Once everyone had drinks all around, Mac air-toasted the group, chugged a few gulps, wiped his forearm across his mouth, and grinned. “But it’s not impossible.”
Glorious. And that’s why they were brus for life.
CHAPTER 24
Rion
Now that her second pain patch was working, Rion pushed to her feet and studied the sky to determine a time of day, but the yellow haze made it impossible. She’d have to wait until nightfall to get a good look at the stars and possibly determine a general location.
As far as the eye could see, the land appeared fractured like puzzle pieces drifting apart. Pockets of mist floated up from vents and cracks and deep chasms that zigzagged through the primal forest, making the air dank and humid and warm.
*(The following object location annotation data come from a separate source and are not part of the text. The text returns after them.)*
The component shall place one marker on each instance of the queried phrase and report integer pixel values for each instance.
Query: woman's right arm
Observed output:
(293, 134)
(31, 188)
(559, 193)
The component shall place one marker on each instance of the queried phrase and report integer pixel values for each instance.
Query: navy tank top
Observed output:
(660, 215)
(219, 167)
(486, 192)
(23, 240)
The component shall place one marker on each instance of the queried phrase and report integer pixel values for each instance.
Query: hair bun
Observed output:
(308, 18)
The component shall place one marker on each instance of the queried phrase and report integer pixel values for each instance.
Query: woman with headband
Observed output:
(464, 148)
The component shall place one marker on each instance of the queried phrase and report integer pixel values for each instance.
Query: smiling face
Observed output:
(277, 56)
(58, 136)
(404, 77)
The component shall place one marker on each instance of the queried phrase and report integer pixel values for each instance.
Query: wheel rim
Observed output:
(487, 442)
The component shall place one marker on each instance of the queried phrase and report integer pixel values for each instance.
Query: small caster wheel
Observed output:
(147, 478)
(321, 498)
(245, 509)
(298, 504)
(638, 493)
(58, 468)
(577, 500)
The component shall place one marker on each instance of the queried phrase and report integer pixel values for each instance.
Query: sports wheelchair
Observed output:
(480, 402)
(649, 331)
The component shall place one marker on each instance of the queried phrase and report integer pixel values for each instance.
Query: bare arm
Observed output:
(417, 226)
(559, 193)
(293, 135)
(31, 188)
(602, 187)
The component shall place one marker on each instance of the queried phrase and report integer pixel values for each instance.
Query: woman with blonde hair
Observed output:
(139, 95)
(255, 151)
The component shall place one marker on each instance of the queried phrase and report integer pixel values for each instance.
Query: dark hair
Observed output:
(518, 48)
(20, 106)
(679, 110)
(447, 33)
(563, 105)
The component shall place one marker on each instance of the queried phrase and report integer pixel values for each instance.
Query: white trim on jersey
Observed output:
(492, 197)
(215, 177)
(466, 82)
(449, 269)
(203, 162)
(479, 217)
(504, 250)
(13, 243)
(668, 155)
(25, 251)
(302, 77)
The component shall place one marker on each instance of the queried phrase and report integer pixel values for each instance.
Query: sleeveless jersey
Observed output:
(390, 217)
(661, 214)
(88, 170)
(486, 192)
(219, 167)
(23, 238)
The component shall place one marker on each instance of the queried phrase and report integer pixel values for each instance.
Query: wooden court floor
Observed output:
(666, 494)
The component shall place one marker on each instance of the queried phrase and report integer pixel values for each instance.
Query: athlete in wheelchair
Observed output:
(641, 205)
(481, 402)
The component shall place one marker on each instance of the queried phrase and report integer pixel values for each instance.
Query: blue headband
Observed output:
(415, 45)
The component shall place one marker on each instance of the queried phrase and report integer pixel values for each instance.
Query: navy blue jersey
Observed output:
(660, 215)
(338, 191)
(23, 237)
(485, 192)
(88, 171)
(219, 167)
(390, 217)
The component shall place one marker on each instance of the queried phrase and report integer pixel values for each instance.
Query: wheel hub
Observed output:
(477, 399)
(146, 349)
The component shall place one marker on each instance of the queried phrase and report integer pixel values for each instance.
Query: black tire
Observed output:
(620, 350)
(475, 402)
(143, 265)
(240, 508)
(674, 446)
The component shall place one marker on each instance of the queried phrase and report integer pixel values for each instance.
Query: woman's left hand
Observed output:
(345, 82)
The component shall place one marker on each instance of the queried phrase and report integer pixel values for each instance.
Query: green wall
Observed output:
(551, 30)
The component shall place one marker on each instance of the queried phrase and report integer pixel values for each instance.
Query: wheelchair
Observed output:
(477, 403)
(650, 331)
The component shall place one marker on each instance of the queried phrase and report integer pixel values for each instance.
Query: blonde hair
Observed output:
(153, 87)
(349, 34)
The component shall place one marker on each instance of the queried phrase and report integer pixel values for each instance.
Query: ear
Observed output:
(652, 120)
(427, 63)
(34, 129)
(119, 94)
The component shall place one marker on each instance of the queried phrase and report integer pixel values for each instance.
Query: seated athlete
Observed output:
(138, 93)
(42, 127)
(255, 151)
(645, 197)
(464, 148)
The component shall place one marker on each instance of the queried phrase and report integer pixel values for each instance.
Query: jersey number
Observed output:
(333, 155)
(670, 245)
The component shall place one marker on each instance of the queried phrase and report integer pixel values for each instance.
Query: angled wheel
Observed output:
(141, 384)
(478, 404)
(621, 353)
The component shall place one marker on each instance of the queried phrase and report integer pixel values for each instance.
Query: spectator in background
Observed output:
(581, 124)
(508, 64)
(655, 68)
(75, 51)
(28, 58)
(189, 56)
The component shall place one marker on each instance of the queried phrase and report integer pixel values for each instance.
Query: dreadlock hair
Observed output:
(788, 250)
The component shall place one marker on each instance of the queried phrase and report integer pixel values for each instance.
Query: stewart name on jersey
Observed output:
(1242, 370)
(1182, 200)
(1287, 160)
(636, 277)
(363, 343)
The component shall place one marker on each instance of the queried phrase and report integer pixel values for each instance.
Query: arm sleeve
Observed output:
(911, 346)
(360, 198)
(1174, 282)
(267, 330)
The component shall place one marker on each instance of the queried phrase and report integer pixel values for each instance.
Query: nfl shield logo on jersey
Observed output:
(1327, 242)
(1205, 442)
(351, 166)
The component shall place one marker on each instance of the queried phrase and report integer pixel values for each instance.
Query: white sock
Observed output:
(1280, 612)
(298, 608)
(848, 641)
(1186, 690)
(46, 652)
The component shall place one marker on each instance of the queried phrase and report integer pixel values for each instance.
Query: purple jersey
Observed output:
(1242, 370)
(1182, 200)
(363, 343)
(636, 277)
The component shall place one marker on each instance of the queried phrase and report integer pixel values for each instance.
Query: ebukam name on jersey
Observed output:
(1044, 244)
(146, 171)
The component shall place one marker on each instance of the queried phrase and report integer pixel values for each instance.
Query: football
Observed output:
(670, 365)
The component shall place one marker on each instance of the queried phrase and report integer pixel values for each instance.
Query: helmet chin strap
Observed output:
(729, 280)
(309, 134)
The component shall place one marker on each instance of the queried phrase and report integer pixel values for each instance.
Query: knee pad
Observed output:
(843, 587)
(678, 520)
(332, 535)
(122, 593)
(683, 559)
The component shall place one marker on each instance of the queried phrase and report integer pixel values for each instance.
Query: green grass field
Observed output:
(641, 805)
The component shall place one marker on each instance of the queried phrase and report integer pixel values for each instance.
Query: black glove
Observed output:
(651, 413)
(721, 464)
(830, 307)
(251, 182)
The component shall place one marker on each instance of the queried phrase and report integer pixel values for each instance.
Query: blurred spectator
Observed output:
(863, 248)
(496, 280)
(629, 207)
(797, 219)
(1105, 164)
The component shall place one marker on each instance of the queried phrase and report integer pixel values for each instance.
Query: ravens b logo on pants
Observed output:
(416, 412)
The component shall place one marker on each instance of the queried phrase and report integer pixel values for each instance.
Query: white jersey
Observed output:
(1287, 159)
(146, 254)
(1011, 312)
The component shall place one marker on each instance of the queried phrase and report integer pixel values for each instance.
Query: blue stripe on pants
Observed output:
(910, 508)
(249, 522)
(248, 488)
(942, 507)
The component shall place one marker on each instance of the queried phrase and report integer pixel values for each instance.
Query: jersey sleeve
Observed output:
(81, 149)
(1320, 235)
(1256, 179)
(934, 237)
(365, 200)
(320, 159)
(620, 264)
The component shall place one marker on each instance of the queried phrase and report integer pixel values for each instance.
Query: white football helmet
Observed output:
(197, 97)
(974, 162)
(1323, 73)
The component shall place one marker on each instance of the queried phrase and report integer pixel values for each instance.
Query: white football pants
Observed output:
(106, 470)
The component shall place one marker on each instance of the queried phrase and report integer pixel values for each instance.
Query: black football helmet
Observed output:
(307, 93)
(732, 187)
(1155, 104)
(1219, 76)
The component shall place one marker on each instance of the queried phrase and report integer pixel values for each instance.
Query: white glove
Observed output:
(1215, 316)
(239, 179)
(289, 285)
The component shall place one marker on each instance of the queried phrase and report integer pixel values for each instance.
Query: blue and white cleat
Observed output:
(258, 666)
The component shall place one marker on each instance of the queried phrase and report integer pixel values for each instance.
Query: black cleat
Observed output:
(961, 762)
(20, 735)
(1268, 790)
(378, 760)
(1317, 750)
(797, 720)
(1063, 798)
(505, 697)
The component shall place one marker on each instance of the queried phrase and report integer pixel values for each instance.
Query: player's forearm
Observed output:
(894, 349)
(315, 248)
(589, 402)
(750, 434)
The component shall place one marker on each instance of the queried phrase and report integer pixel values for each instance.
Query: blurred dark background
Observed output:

She’d landed in an antediluvian world of monstrous trees with twisted trunks adorned with spikes and long snaking branches that linked the forest together, limbs reaching over the chasms, creating bridges, rooting down into the ground and popping out elsewhere.
Eerie and exuding hostility is what it was.
Just her luck.
From her current position on the ridge, it was an easy slide to the ground below, but Rion decided to see where the ridge led first, hoping to learn more about the facility she’d been dumped in—maybe another entrance or building or landmark to tell her where she was and provide a way to get back.
Unfortunately, the ledge ended at a cliff. In the gorge below, a thick mist dwelled, making it hard to tell if the drop down was a thousand meters or a hundred, or what lay beneath the mist—ocean, swamp, or rock?
She went back to her original exit point.
It all appeared so primitive and prehistoric that she’d be hard-pressed to say this was an inhabited world. But then again, she was in one small part of it, and there had been humans here at some point in the recent past.
Weary again, she sat and leaned her back against the rock to eat a food strip and swallow a water tab. But what she wouldn’t give for a real glass of water.
A shrill cry echoed overhead. Several birds took to the sky from the treetops, their large wings making them appear slow, almost too slow to stay aloft. Pretty much how she felt—too slow, too tired, too achy, to stay aloft. Her head was splitting and her eardrums still hurt.
In the darker corners of her mind, memories she didn’t want to think about were worming their way in.